State v. Mellor

117 A. 875 | Md. | 1922

Benjamin Mellor was indicted in the Circuit Court for Howard County for the sale of intoxicating liquor in Ellicott City, Maryland, without first having obtained a license permitting such sale. To that indictment he filed a special plea in the following form: "That at the time of the said sale mentioned in the indictment he was a graduate pharmacist duly licensed by the State of Maryland, engaged in keeping a drug store, and was the holder of a trader's license issued by the State of Maryland through Hart B. Noll, Clerk of the Circuit Court for Howard County, and he was duly permitted and authorized by permit issued by John T. Kramer, United States Commissioner of Prohibition, under the said United States Prohibition Act to sell intoxicating liquors, including whiskey, for other than beverage purposes upon prescriptions duly issued by practicing physicians, also holding permits to prescribe intoxicating liquors, including whiskey, for their patients for non-beverage purposes, and that for many years he has, without objection upon the part of any *366 duly constituted authority of Ellicott City, in the second Election District of Howard County, State of Maryland, dispensed whiskey in quantities of not less than a pint to persons presenting prescriptions issued by duly licensed and practicing physicians, and that the said Benjamin Mellor on the date alleged in the indictment did sell to Julius Wosch one pint of spirituous and fermented liquor, to wit, whiskey, upon a written, bona fide prescription of a regular practicing physician, to wit, Dr. Frank O. Miller, who was duly licensed under the National Prohibition Act and regulations issued thereunder to issue said prescription, and whose patient said Julius Wosch then and there was, and that said sale was bona fide and with due care made as above alleged for non-beverage purposes. A demurrer to that plea was overruled, and the State declining to traverse it the appellee was discharged from the indictment, and from that judgment this appeal was taken.

The only question presented by the appeal is whether, under the Public Local Laws, or Public General Laws, of Maryland, in force in Howard County, a duly licensed pharmacist is authorized to sell intoxicating liquor upon the bona fide prescription of a duly licensed and practicing physician legally authorized to issue the same, without having first obtained from the State a license permitting such sale.

The solution of this question depends upon the true meaning and intent of the statutes regulating the sale of spirituous and intoxicating liquor within the corporate limits of Ellicott City. By chapter 450 of the Acts of 1882, the qualified voters of Howard County were enabled to determine by ballot whether "spirituous, fermented or intoxicating liquors" should be sold in that county, and, their decision being against such sale, it became unlawful under that act to sell such liquors in Howard County after May 1st, 1883. That general prohibition did not however extend to licensed pharmacists and druggists, who were by its terms permitted to sell such liquors upon the prescription of a regular practicing physician, under certain regulations provided by the *367 act.

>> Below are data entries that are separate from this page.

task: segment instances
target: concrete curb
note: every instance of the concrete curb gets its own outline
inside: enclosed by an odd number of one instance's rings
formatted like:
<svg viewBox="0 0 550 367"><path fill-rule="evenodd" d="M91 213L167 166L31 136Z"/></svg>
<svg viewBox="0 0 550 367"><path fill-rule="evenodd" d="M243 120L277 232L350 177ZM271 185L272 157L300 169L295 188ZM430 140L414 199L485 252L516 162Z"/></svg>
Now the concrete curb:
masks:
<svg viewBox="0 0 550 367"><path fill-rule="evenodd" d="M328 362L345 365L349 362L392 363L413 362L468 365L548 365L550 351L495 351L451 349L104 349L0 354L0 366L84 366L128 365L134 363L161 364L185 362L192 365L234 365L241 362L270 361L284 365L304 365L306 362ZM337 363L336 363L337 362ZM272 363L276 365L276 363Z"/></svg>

The provisions of that act, to which we have referred, were by chapter 281 of the Acts of 1892 repealed in so far as they applied to Ellicott City, and it provided in lieu of them a system for licensing the sale of intoxicating liquors in that city. That act provided that "no person" should sell within the corporate limits of Ellicott City any such liquor without first having obtained a license permitting such sale, and it did not exempt druggists or pharmacists from that requirement. The law was further amended by chapter 249 of the acts of 1902, which in part provides that no license for the sale of intoxicating liquor in Ellicott City should be granted "where groceries, merchandise, or any other goods are to be sold on the same premises."

By the literal language of these statutes, which are the only statutes material to the question before us, it is unlawful for any person to sell intoxicating liquor in Ellicott City without a license permitting such sale; no druggist selling groceries, wares or other merchandise can secure a license for the sale of such liquor on the premises on which he carries on such business, and therefore, no druggist engaged in such a business can lawfully sell on the same premises intoxicating liquors in that territory.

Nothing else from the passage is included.